= Capital Market and Financial Institutions Supervisory Agency =

Capital Market and Financial Institutions Supervisory Agency (Badan Pengawas Pasar Modal dan Lembaga Keuangan) (shortly BAPEPAM-LK) is an institution under the Ministry of Finance (Indonesia) tasked with fostering, regulating, and supervising day-to-day capital market activities as well as formulating and implementing policies and technical standardization in the field of financial institutions. The current Chairman of Bapepam-LK is Nurhaida.

Bapepam-LK was a merger of the Capital Market Supervisory Agency (Bapepam) and the Directorate General of Financial Institutions.

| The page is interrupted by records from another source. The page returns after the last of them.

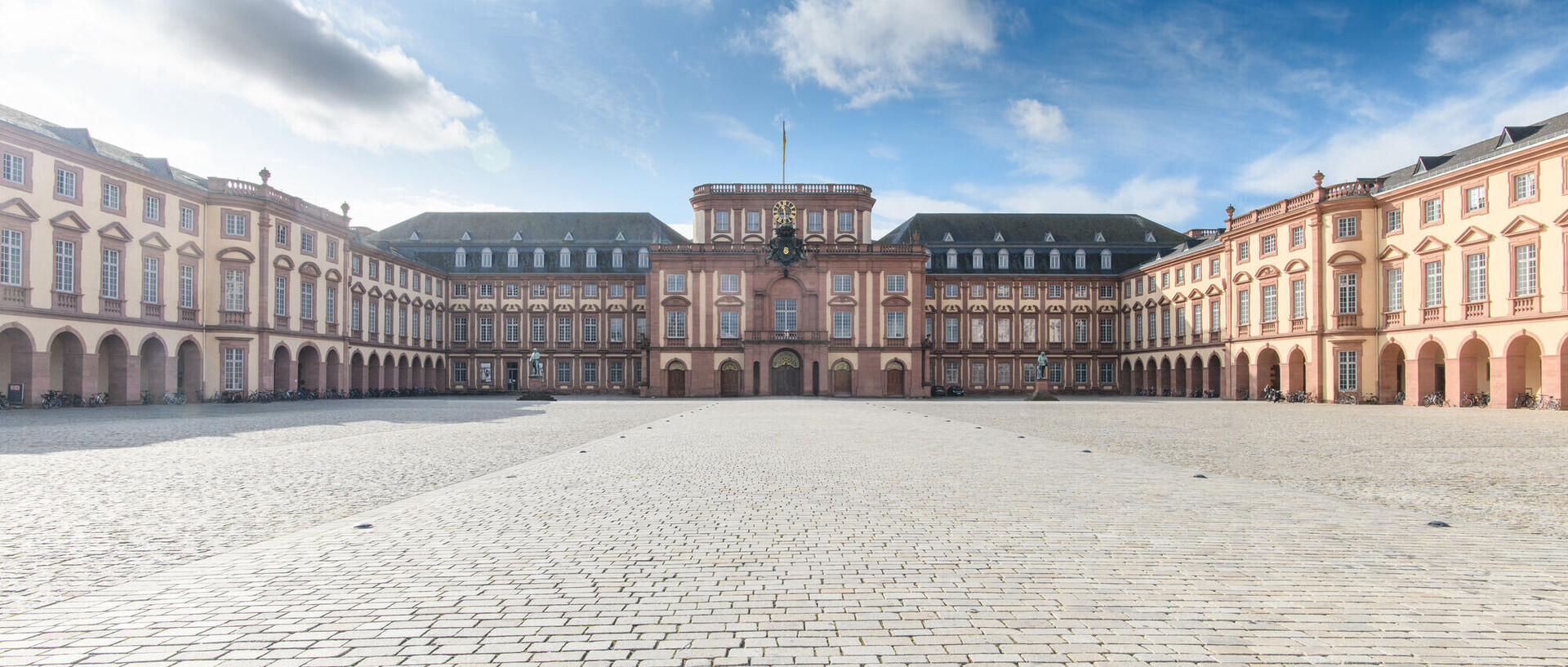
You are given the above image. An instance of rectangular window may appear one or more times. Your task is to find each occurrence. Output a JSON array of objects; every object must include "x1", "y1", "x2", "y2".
[
  {"x1": 180, "y1": 265, "x2": 196, "y2": 309},
  {"x1": 1464, "y1": 185, "x2": 1486, "y2": 211},
  {"x1": 223, "y1": 348, "x2": 245, "y2": 391},
  {"x1": 1334, "y1": 216, "x2": 1358, "y2": 238},
  {"x1": 102, "y1": 249, "x2": 119, "y2": 299},
  {"x1": 1513, "y1": 171, "x2": 1535, "y2": 202},
  {"x1": 1513, "y1": 242, "x2": 1535, "y2": 296},
  {"x1": 1338, "y1": 274, "x2": 1361, "y2": 314},
  {"x1": 1464, "y1": 252, "x2": 1486, "y2": 304},
  {"x1": 665, "y1": 310, "x2": 685, "y2": 338},
  {"x1": 773, "y1": 299, "x2": 798, "y2": 332},
  {"x1": 1383, "y1": 268, "x2": 1405, "y2": 312},
  {"x1": 1339, "y1": 349, "x2": 1361, "y2": 391},
  {"x1": 1422, "y1": 260, "x2": 1442, "y2": 309},
  {"x1": 141, "y1": 257, "x2": 162, "y2": 304}
]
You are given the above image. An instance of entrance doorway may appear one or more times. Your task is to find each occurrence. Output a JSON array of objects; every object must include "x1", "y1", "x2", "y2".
[
  {"x1": 770, "y1": 349, "x2": 800, "y2": 396},
  {"x1": 718, "y1": 360, "x2": 740, "y2": 396}
]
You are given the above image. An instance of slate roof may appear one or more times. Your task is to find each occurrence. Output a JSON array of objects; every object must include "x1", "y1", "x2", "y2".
[
  {"x1": 370, "y1": 211, "x2": 692, "y2": 244},
  {"x1": 1379, "y1": 113, "x2": 1568, "y2": 193},
  {"x1": 0, "y1": 104, "x2": 207, "y2": 189},
  {"x1": 878, "y1": 213, "x2": 1187, "y2": 249}
]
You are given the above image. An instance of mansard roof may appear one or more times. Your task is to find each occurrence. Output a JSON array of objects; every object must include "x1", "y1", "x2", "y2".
[
  {"x1": 0, "y1": 104, "x2": 207, "y2": 189},
  {"x1": 878, "y1": 213, "x2": 1187, "y2": 249},
  {"x1": 370, "y1": 211, "x2": 692, "y2": 252},
  {"x1": 1382, "y1": 113, "x2": 1568, "y2": 191}
]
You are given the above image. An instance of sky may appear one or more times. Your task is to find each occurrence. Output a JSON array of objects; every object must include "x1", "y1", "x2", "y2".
[{"x1": 0, "y1": 0, "x2": 1568, "y2": 239}]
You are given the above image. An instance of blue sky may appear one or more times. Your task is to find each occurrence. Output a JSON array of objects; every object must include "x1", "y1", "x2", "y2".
[{"x1": 0, "y1": 0, "x2": 1568, "y2": 232}]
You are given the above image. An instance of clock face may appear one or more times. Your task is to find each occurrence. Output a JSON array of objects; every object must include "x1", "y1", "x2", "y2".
[{"x1": 773, "y1": 200, "x2": 795, "y2": 224}]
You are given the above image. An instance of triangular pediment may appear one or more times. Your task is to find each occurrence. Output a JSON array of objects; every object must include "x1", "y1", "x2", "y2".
[
  {"x1": 0, "y1": 198, "x2": 38, "y2": 222},
  {"x1": 1454, "y1": 225, "x2": 1493, "y2": 246},
  {"x1": 1411, "y1": 237, "x2": 1449, "y2": 256},
  {"x1": 1502, "y1": 216, "x2": 1546, "y2": 237}
]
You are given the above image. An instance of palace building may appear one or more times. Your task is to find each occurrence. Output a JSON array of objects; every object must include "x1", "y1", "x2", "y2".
[{"x1": 0, "y1": 106, "x2": 1568, "y2": 407}]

Currently, Bapepam-LK is replaced by the Financial Services Authority (Indonesia) (OJK) since the enactment of Law of the Republic of Indonesia Number 21 of 2011.

==Functions==
The functions of Bapepam-LK are:
- Formulation and enforcement of regulations in the field of primary and secondary capital markets
- Enforcement of regulations in the capital market
- Guidance and supervision of parties obtaining business license, approval, registration from the Agency and other parties engaged in the capital market
- Determination of the principles of corporate disclosure for Issuers and Public Companies
- Settlement of objections filed by parties imposed sanctions by the Stock Exchange, Clearing and Guarantee, and Depository and Settlement Institution
- Determination of accounting provisions in the field of capital market
- Preparation of policy formulation in the field of financial institutions
- Implementation of policies in the field of financial institutions, in accordance with applicable laws and regulations
- Formulation of standards, norms, guidelines criteria and procedures in the field of financial institutions
- Providing technical guidance and evaluation in the field of financial institutions
- Implementation of the Agency's administration

== Organizational structure ==
Bapepam-LK consisting of 1 Chairman of the Agency and overseeing 1 Secretariat and 12 Technical Bureaus, where the scope of guidance and supervision includes aspects of capital markets, pension funds, insurance, banking and business financing services and venture capital.

The Bapepam-LK technical bureau consists of:
- Bureau of Legislation and Legal Aid
- Bureau of Research and Information Technology
- Inspection and Investigation Bureau
- Investment Management Bureau
- Transaction Bureau and Securities Institution
- Service Sector Company Financial Assessment Bureau
- Real Sector Company Financial Assessment Bureau
- Bureau of Accounting Standards and Disclosure
- Banking, Financing and Guarantee Bureau
- Bureau of Insurance
- Pension Fund Bureau
- Internal Compliance Bureau

==Bapepam-LK Authority==

The authority of Bapepam-LK is listed in Chapter II of the Capital Market Law (Undang-Undang Pasar Modal) (UUPM), which in outline covers about 9 areas, as follows:

a. Authority to issue business licenses for stock exchanges and supporting institutions

b. Authority to issue individual licenses for deputy underwriters, deputy broker-dealers, and deputy investment managers.

c. Authority to approve the establishment of a custodian bank

d. The authority to approve the nomination and dismissal of commissioners, directors, and appoint temporary management of stock exchanges, clearing and guarantee institutions, depository and settlement institutions until new commissioners and directors are elected.

e. The authority to examine and investigate each party in the event of a violation of the Capital Markets Law.

f. The authority to freeze or cancel the listing of certain securities

g. Authority to stop stock exchange transactions on certain securities

h. The authority to stop stock exchange trading activities in an emergency

i. The authority to act as an appeal institution for parties sanctioned by the stock exchange and clearing and guarantee institutions.